Optimism bias
Optimism bias refers to our tendency to expect better outcomes than what may happen. This can lead to underestimating project costs or timeframes, and overestimating benefits. To help avoid optimism bias in these areas you should use data, insights and lessons learnt from similar projects to get more grounded expected outcomes.
Go to the GOV.UK guidance for more information on optimism bias.
- Green Book supplementary guidance: optimism bias (UK Government)
Single-point probability analysis
Single-point probability analysis lets you work out a cost to accepting certain risks in your project. It is best used when you can estimate both the likelihood and consequence of the risk event well.
To work out an expected value for a significant risk, multiply the probability of the risk happening by the size of the consequence. The result provides the risk premium – the estimated cost of accepting the risk.

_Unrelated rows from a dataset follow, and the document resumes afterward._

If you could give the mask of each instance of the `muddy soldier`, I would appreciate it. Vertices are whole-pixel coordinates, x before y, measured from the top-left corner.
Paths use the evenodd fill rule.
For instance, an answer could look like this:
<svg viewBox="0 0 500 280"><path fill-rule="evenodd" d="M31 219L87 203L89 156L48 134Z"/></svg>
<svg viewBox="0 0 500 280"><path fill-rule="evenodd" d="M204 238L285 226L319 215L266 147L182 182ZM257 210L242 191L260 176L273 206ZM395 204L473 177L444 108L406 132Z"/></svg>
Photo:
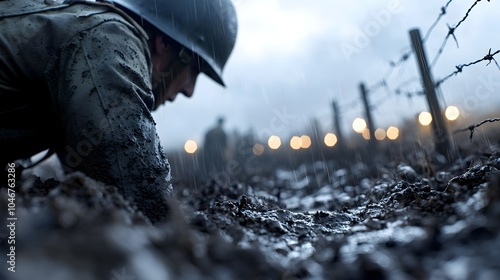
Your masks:
<svg viewBox="0 0 500 280"><path fill-rule="evenodd" d="M151 112L201 72L224 86L236 32L230 0L0 0L0 164L53 151L163 220Z"/></svg>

The disadvantage to this is that it does not account for variability in outcomes. This is especially true at the extremes when decision-makers may prefer not to accept the risk happening.
Quantitative risk analysis (QRA)
Quantitative risk analysis (QRA) is an evidence-based modelling technique. It gives risks numerical values based on quantifiable data, such as costs, logistics or completion time. This makes it easier to:
- assess the highest priority risks
- get a better understanding of the sources of risk to project outcomes
- get more accurate estimates of the likely costs or benefits
- highlight risks and their costs for stakeholders considering the business case.

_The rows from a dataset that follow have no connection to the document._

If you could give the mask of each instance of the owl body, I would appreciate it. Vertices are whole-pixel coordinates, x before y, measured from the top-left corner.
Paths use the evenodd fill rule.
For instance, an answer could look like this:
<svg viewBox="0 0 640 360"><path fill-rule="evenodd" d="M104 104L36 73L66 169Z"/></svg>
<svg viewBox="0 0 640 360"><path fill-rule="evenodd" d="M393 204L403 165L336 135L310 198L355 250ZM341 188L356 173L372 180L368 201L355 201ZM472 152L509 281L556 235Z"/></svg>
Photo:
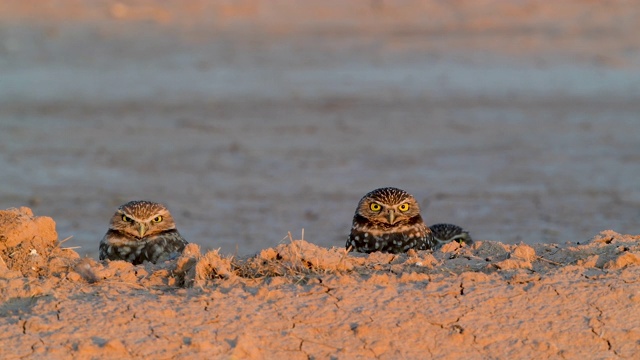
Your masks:
<svg viewBox="0 0 640 360"><path fill-rule="evenodd" d="M363 253L403 253L431 249L434 244L416 199L404 190L387 187L360 199L346 247Z"/></svg>
<svg viewBox="0 0 640 360"><path fill-rule="evenodd" d="M458 225L446 223L433 224L429 226L429 229L431 229L431 232L433 233L433 239L435 240L436 247L441 247L442 245L452 241L465 243L467 245L473 243L473 239L471 239L469 232Z"/></svg>
<svg viewBox="0 0 640 360"><path fill-rule="evenodd" d="M156 263L177 256L186 245L164 205L130 201L111 217L109 230L100 241L100 260Z"/></svg>

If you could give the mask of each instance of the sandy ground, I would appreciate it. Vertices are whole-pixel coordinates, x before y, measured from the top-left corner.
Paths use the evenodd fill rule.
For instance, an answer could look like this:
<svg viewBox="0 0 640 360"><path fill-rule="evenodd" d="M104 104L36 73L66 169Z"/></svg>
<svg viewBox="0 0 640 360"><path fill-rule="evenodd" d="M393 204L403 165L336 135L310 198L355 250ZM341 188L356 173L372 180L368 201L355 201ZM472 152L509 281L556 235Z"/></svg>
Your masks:
<svg viewBox="0 0 640 360"><path fill-rule="evenodd" d="M636 358L640 236L248 258L80 258L51 218L0 212L0 344L17 358Z"/></svg>
<svg viewBox="0 0 640 360"><path fill-rule="evenodd" d="M0 2L0 209L55 219L2 213L1 355L637 357L639 33L627 1ZM345 255L380 186L479 241ZM97 263L132 199L199 248Z"/></svg>

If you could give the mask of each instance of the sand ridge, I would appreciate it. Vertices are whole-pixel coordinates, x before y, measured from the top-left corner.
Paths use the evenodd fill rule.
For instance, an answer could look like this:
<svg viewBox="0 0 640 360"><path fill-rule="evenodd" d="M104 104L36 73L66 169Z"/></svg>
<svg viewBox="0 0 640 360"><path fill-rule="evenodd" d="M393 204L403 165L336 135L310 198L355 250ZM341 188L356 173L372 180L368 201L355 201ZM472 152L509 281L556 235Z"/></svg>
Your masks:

A QRA approach is considered to be superior to an approach that relies on optimism bias or contingencies. You should use QRA as the first-best basis.
A list of approved risk analysis providers is available on the New Zealand Government Procurement website.
Monte Carlo analysis
Monte Carlo analysis is a form of QRA and is a technique used to understand the impact of risk and uncertainty based on a range of estimated values. The result approximates the full range of possible outcomes, and the likelihood of each.
The approach provides a systematic assessment of the combined effects of many sources of risk in key variables and can also allow for known correlations between these variables.
The Monte Carlo approach is more suited to investment proposals where:
- there are several key variables with significant uncertainties, correlated uncertainties, or both
- simpler approaches are not able to describe the variations in net benefits between proposal options well enough.
You may need expert advice to develop the Monte Carlo model and interpret the results.